How can one save tax on a salary above 10 lakh? – The ideal way to save taxes is to take advantage of various tax saving deductions and tax saving expenses. The idea here is to bring down the taxable income to 5L wherein section 87A is triggered and a taxpayer gets the relief under it.

Which tax regime can help deduct the tax amount to zero on 10 lakh salary or above? – The old tax regime is the one which can bring down the tax payable to “0” by deducting from the taxable income which is 10L. Under the new tax regime there is a very limited scope to reduce from the taxable income which is nearing or at 10L.

Salary Earning 10 lakh – Salary 12 lakh
Name of deduction
Std Deduction – Given By Default to all salaried employees -50,000.00 -50,000.00
9,50,000.00 11,50,000.00
Home Loan interest on self occupied property under section 24(b) Max Dedn – 2,00,000.00 -2,00,000.00 -2,00,000.00
7,50,000.00 9,50,000.00
80C – Max deduction of 1,50,000 -1,50,000.00 -1,50,000.00
80D – Medical Insurance for Self 25,000 + Medical Insurance for parents 25,000 (Non Sr Citizen) -50,000.00 -50,000.00
80CCD(1B) – Contribution to NPS by self – Max Deduction 50,000 -50,000.00 -50,000.00
5,00,000.00 7,00,000.00
80EEB – (Interest on loan paid to acquire electric vehicle)  – Max Deduction 1,50,000 -1,50,000.00
5,00,000.00 5,50,000.00
80CCD(2) – Employer contribution to NPS Max 10% of basic salary -50,000.00
Taxable Income 5,00,000.00 5,00,000.00
Tax on the income 12,500.00 12,500.00
Less: 87A rebate -12,500.00 -12,500.00
Tax payable NIL NIL

Further income reduction is still possible if LTA and HRA has been taken

CA Vitesh Waikar, Sr. Tax Consultant at Fintoo

Since the announcement related to ‘Zero Tax For Income Up To Rs. 7.5 Lakhs’ under the new tax regime in the Budget 2023, it has become one-of-the most talked about topics and has also been covered by most news channels. However, when it comes to the benefits related to ‘Zero Tax’, even the old tax regime is no less than the new one.

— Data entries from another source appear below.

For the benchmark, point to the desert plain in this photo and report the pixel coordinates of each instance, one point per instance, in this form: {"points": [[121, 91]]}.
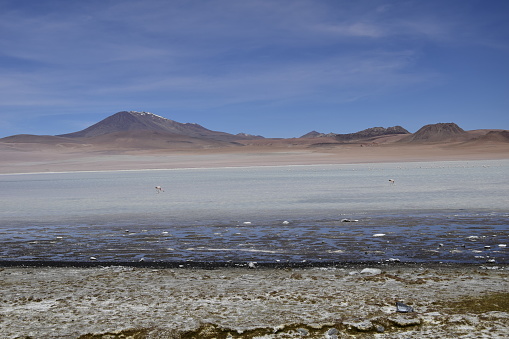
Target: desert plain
{"points": [[345, 301]]}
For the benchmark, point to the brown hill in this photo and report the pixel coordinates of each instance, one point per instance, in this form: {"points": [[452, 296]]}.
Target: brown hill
{"points": [[152, 140], [364, 134], [501, 136], [36, 139], [371, 133], [435, 133]]}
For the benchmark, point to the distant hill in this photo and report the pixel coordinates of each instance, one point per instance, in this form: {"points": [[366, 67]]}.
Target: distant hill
{"points": [[441, 132], [144, 121], [364, 134]]}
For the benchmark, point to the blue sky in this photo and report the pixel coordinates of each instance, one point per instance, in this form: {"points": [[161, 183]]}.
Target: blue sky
{"points": [[274, 68]]}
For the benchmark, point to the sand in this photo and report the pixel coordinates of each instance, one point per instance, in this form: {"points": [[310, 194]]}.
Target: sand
{"points": [[36, 158], [334, 302]]}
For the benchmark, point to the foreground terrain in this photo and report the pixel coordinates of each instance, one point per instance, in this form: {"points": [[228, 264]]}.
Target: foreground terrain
{"points": [[339, 302]]}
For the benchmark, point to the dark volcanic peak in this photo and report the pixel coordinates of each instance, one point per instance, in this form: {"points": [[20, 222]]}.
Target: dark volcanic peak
{"points": [[126, 121], [371, 133], [437, 133]]}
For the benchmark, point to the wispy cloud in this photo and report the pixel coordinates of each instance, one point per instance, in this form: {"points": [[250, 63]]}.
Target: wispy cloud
{"points": [[213, 54]]}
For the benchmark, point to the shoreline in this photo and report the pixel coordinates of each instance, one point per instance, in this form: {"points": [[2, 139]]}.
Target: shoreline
{"points": [[116, 302], [217, 265], [49, 161]]}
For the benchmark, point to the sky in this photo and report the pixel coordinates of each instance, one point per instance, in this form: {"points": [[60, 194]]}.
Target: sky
{"points": [[278, 68]]}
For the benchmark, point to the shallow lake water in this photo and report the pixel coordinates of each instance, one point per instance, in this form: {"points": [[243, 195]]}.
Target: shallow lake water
{"points": [[434, 211]]}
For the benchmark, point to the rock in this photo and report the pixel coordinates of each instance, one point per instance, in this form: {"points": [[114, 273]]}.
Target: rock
{"points": [[405, 320], [362, 326], [372, 271], [303, 332], [332, 334]]}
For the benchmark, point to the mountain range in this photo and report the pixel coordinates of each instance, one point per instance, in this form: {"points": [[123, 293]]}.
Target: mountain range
{"points": [[144, 130]]}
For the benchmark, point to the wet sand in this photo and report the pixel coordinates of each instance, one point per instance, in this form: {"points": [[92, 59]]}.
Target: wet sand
{"points": [[449, 301]]}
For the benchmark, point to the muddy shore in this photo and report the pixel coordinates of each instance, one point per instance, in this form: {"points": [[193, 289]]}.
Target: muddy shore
{"points": [[343, 301]]}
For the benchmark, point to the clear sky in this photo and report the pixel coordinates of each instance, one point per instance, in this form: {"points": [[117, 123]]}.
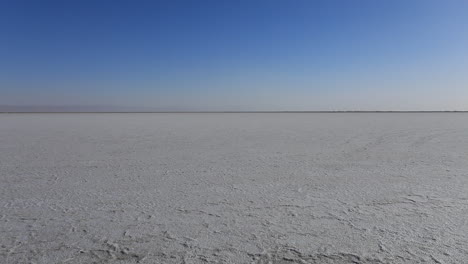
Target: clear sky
{"points": [[236, 55]]}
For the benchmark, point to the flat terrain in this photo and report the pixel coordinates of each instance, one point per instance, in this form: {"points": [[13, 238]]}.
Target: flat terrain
{"points": [[234, 188]]}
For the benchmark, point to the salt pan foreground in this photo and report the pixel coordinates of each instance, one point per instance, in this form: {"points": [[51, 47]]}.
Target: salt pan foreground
{"points": [[234, 188]]}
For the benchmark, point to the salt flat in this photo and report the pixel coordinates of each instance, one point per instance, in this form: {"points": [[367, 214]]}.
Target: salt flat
{"points": [[234, 188]]}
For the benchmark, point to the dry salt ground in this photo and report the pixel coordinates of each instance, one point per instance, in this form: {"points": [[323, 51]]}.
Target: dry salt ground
{"points": [[234, 188]]}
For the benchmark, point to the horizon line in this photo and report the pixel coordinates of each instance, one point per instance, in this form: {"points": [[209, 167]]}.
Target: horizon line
{"points": [[227, 112]]}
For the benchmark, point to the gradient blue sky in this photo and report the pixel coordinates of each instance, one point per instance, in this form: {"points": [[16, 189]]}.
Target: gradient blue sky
{"points": [[236, 55]]}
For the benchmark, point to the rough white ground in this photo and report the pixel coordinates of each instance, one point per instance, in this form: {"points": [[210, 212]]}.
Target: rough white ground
{"points": [[234, 188]]}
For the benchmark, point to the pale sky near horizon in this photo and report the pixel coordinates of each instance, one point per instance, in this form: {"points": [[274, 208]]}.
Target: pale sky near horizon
{"points": [[236, 55]]}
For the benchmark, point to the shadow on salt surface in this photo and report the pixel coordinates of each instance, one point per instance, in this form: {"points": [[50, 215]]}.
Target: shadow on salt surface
{"points": [[288, 256]]}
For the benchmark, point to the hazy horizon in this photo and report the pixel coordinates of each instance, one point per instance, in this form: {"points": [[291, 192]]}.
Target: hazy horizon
{"points": [[235, 55]]}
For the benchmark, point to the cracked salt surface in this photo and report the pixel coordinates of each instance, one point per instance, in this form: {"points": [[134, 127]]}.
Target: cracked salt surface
{"points": [[234, 188]]}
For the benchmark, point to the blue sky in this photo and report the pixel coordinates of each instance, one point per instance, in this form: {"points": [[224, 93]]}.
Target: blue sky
{"points": [[236, 55]]}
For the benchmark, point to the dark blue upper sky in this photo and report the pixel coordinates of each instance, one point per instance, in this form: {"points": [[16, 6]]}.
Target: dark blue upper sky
{"points": [[236, 55]]}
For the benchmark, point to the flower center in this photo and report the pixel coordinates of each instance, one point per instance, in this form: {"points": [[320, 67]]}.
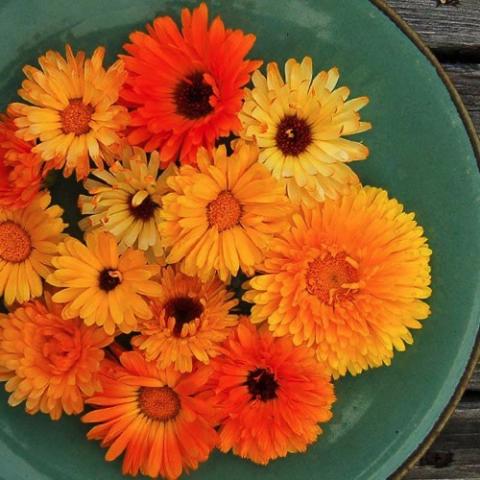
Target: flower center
{"points": [[15, 242], [293, 136], [192, 96], [224, 212], [159, 403], [145, 210], [262, 384], [330, 278], [109, 279], [183, 310], [76, 117], [60, 349]]}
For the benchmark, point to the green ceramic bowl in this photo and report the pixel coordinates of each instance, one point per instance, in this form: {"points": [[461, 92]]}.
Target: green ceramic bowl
{"points": [[422, 150]]}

Though it has not been in the limelight, but even the old tax regime allows you to claim the following deductions and bring down your tax liability to Zero if your income is up to Rs. 10 Lakhs;

• Standard Deduction of Rs. 50,000/-

• PT (Professional Tax) – Rs. 2,500/-

• Deductions Under 80C – Rs. 1,50,000/-

• Interest on SOP – Rs. 2,00,000/-

• Additional NPS – Rs. 50,000/- and

• Deduction For Mediclaim Under 80D – Rs. 50,000/-

Using the maximum capping under the mentioned deductions, you can bring down your net taxable income to Rs. 5 Lakhs and thus, also reduce your tax amount to zero under the old tax regime.